神奈川県相模原市の障がい者らに対する殺害襲撃を受けて、世界教会協議会(WCC)から非難と哀悼の声が出ている。WCCが26日、公式サイトで報じた。
同市にある障がい者施設「津久井やまゆり園」で26日未明、19歳から70歳までの精神障がい者19人が殺され、26歳の同園の元従業員がその襲撃犯であることが分かった。26人のけが人も出た。
報道によると、障がい者なんて「いなくなれば」いいと主張しているこの容疑者は、以前、複数の障がいのある重複障がい者の安楽死を提唱していた。
「生命という賜物は人間の価値と人権の絶対的な基礎だ」と、WCC副総幹事のヒエルケ・ウォルターズ牧師・博士はこの襲撃の後に語った。
同副総幹事は、WCC中央委員会によって1カ月前に採択された、WCCのエキュメニカル障がい提言ネットワーク(EDAN)による「存在という賜物」という声明に言及した。
ウォルターズ氏はこう続けた。「全ての人が神の似姿を持ち、神に愛されており、互いが愛をもって気遣うに値するのは、つまるところ、全ての人が弱いからだ。この襲撃は、私たちの最も深い信念と、私たちが神の子たちとして互いに負っている唯一の務めを冒涜(ぼうとく)するものだ」
ウォルターズ氏は、「社会として、私たちは慢性的な身体ないし精神の病気、あるいはケガに苦しむ人たちの人間性や価値を忘れてしまったり、中傷してしまう危険の中にある。しかし、私たちの全ての倫理と人権に対する核心的な責務は、全ての人間の生命が持つ聖なる価値の肯定をもってまさに始まるのだ」と述べた。

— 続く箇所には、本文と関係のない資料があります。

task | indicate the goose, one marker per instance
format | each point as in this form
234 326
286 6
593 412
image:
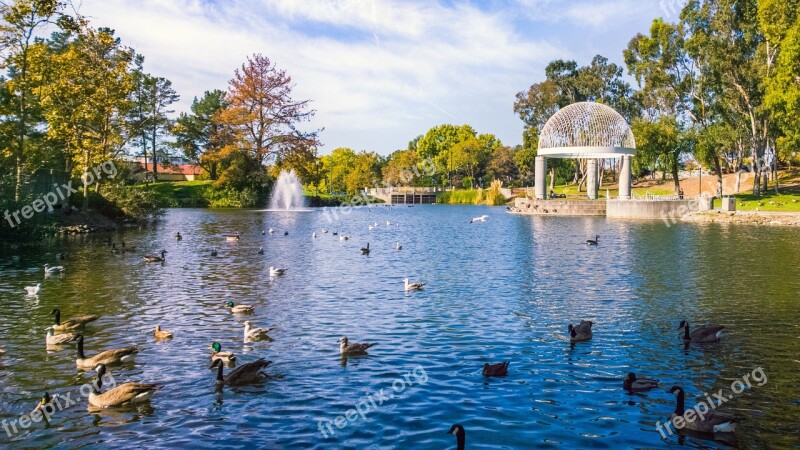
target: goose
123 394
582 332
71 324
413 286
276 271
496 370
254 333
154 258
701 334
33 290
237 309
245 374
107 357
52 270
714 421
353 349
58 339
217 353
458 431
631 383
162 334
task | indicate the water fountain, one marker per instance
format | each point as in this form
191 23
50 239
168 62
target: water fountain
287 193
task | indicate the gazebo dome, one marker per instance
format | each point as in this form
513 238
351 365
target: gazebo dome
586 130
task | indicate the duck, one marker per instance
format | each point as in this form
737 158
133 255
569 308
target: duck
633 384
582 332
115 356
356 349
276 271
154 258
217 353
701 334
714 421
254 334
162 334
458 431
239 309
124 394
245 374
496 370
58 339
33 290
71 324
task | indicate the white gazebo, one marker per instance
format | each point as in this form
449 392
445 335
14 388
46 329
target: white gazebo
586 130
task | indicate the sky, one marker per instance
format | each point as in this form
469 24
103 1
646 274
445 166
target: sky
379 72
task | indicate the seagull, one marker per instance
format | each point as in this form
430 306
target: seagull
33 290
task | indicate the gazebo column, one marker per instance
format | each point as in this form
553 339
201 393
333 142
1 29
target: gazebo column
540 177
625 178
591 178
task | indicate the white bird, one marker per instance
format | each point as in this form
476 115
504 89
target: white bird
33 290
413 286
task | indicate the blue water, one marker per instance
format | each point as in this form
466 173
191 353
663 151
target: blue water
500 290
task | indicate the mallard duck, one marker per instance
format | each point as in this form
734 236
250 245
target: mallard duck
245 374
413 286
458 431
251 334
631 383
496 370
713 421
33 290
154 258
353 349
123 394
57 339
701 334
162 334
107 357
71 324
239 309
226 357
582 332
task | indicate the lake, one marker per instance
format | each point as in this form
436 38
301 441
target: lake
504 289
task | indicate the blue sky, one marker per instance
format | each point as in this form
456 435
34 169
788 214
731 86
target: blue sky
380 72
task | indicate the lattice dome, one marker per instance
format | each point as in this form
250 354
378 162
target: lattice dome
586 130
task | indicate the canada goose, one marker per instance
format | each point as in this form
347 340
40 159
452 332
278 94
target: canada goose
153 258
71 324
123 394
496 370
33 290
582 332
245 374
162 334
413 286
107 357
276 271
255 334
701 334
458 431
713 421
217 353
353 349
239 309
631 383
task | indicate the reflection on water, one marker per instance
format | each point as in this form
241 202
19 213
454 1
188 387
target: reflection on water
504 289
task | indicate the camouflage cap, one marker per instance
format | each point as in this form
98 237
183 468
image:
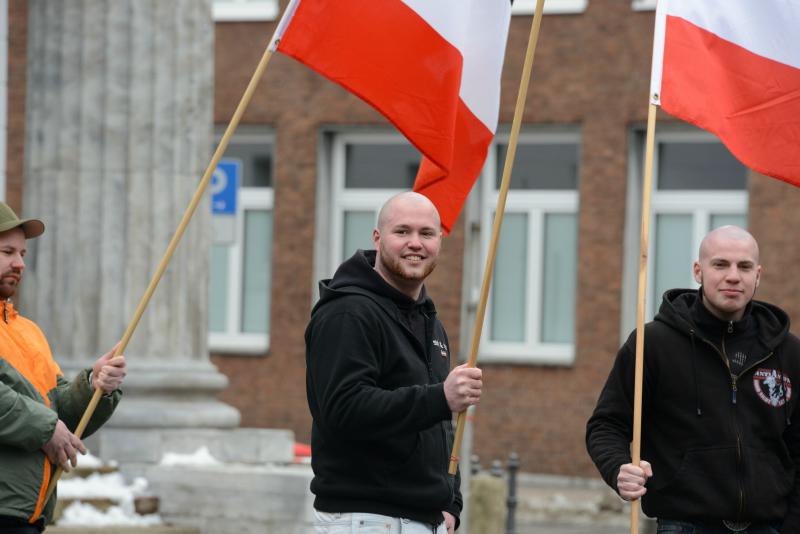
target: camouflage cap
9 220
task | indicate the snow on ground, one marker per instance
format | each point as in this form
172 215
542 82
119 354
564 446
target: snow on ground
109 486
201 456
80 514
101 486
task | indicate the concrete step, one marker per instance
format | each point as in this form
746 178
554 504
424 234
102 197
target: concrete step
160 529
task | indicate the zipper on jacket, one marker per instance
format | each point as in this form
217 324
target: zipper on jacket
734 389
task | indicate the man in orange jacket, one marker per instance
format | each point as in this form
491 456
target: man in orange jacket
39 408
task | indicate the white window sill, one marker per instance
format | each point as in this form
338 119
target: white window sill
239 345
551 7
245 11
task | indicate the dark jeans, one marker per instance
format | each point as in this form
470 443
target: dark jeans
12 525
669 526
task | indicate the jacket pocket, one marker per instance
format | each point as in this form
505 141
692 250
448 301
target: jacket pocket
769 480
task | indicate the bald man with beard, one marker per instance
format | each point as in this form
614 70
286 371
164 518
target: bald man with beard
720 428
39 408
380 388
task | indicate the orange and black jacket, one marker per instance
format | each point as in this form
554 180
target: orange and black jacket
33 396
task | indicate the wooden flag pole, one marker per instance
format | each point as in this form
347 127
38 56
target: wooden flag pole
644 244
187 216
498 218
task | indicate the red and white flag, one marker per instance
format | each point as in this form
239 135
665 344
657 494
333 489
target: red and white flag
432 67
732 67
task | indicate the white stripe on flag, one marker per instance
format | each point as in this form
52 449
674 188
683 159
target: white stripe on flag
478 33
747 23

EDANのプログラム管理職員であるサミュエル・カブエ博士は、「生命は神からの賜物であり、それを奪う権利は誰にもない。誰もが生命に対する権利を持つと、世界の共同体が国際連合を通じて明確に規定したことで、これはどんな宗教をも超えている。『障がい者の権利に関する条約』はこれについて、どの人間も生命に対する固有の権利を有し、各国は障がい者が他の者との平等を基礎として、その権利を効果的に享有することを確保するための全ての必要な措置を取ると述べており、非常に明確だ。従って、殺されたこの人たちは、国家からの保護に値していたのであり、障がいのある人々の生活に否定的な感情をすでに表していた人たちは、彼らの世話をするどんな施設からも遠ざけるべきである」
ウォルターズ氏は、「私たちは、この残酷な行為によって将来を奪われた19人の男女の遺族と共に、また負傷した人たちのために悲しむ。彼らのために共に祈り、生命という尊い賜物を、とりわけそれが制限され、攻撃されるところで守り養うことを誓う加盟教会や善意ある全ての人たちと共に立つ」と付け加えた。